Hayden Aluli, on the briefs, Honolulu, for the 'Ohana Council.

Williamson B.C. Chang and David Michael Foulkes, on the briefs, Honolulu, for Protect Kohanaiki 'Ohana, Inc., Kalamaula Homestead Association, and the Native Hawaiian Environmental Defense Fund.

Before MOON, C.J., and KLEIN, LEVINSON, NAKAYAMA and RAMIL, JJ. KLEIN, Justice.

We issued a writ of certiorari to review the decision of the Intermediate Court of Appeals (ICA) in this case, which concerns a challenge by Public Access Shoreline Hawaii (PASH) and Angel Pilago to the Hawai'i County Planning Commission's (HPC) decision denying them standing to participate in a contested case hearing on an application by Nansay Hawai'i, Inc. (Nansay) for a Special Management Area (SMA) use permit.

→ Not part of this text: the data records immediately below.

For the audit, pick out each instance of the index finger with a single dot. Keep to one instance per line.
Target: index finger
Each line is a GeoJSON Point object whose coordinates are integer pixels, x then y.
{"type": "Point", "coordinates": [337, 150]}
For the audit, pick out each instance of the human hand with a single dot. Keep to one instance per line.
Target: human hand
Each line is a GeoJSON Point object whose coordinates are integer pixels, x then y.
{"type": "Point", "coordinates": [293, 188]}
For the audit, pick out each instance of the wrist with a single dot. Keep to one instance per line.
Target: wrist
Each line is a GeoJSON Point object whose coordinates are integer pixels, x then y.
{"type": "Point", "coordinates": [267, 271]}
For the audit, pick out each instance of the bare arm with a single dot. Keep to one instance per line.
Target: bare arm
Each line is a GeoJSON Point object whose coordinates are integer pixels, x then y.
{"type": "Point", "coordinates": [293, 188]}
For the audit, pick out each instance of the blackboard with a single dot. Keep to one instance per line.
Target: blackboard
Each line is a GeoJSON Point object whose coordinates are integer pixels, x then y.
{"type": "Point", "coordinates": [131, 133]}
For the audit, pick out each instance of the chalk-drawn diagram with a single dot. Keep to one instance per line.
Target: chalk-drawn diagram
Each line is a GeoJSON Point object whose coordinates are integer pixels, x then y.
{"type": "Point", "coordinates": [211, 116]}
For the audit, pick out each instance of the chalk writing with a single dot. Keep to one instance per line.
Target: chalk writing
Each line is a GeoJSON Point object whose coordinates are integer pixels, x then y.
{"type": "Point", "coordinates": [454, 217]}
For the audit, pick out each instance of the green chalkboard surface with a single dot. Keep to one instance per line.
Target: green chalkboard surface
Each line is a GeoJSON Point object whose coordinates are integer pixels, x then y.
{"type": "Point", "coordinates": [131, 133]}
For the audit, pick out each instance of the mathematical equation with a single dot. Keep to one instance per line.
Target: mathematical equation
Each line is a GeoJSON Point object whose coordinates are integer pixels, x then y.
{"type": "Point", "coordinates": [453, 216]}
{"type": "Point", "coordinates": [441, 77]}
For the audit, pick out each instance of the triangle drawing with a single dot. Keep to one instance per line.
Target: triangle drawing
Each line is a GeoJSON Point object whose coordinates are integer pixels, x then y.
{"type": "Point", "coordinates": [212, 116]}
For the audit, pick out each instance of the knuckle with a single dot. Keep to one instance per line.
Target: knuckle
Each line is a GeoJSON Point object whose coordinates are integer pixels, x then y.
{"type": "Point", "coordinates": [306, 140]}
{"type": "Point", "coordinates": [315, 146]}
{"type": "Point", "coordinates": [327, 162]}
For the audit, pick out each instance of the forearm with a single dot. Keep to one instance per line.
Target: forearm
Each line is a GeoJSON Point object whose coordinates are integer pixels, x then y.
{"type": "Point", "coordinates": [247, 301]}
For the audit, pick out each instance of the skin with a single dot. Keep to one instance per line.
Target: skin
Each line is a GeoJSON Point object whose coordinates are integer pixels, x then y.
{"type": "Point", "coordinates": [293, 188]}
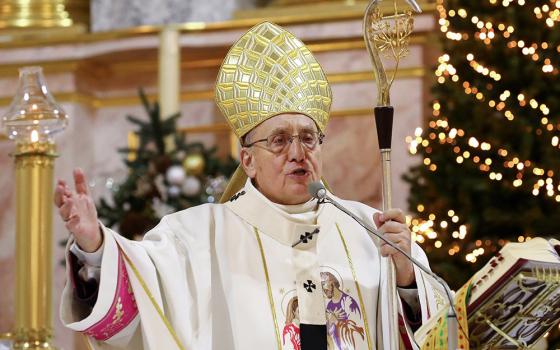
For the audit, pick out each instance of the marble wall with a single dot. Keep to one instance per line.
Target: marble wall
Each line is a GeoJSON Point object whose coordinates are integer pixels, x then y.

In order to pursue development of a resort complex on land within a SMA on the island of Hawai'i (Big Island), Nansay applied to the HPC for a SMA use permit. PASH, an unincorporated public interest membership organization based in Kailua-Kona, and Pilago opposed the issuance of the permit and requested contested case hearings before the HPC. The HPC denied the requests on the ground that, under its rules, neither PASH nor Pilago had standing to participate in a contested case. The HPC subsequently issued a SMA use permit to Nansay. When the case came before the circuit court, the court essentially vacated the permit by remanding to the HPC with instructions to hold a contested case hearing in which both PASH and Pilago would be allowed to participate. In other words, because the SMA permit was granted pursuant to flawed procedures, the circuit court implicitly concluded that the SMA permit was void. On appeal, the ICA affirmed the circuit court's order with respect to PASH and reversed it with respect to Pilago. For the reasons set forth below, we affirm the ICA's decision and remand the case to the HPC for proceedings consistent with this opinion.

I. BACKGROUND FACTS

The HPC received a SMA use permit application from Nansay for a resort development on the Big Island. Nansay sought approval of its plans to develop a community complex including: two resort hotels with over 1,000 rooms; 330 multiple family residential units; 380 single family homes; a golf course; a health club; restaurants; retail shops; an artisan village; a child care center; and other infrastructure and improvements over a 450 acre shoreline area in the ahupua'a 1 of Kohanaiki on the Big Island. On September 28, 1990, the HPC held a public hearing on Nansay's permit application, as required by the agency's rules. See County of Hawai'i Planning Commission, Rules of Practice and Procedure (HPC Rules) 9-11(B) (1992). 2 At the public hearing, many parties presented testimony, including Pilago and the coordinator of PASH. Various individuals and groups orally requested contested case hearings. 3

On November 8, 1990, after further testimony and discussion, the HPC determined that PASH and Pilago's interests were "not clearly distinguishable from that of the general public" and, therefore, that they did not have standing to participate in a contested case. See HPC Rule 4-2(6)(B). 4 The HPC then voted to deny the contested case requests and to grant Nansay a SMA use permit.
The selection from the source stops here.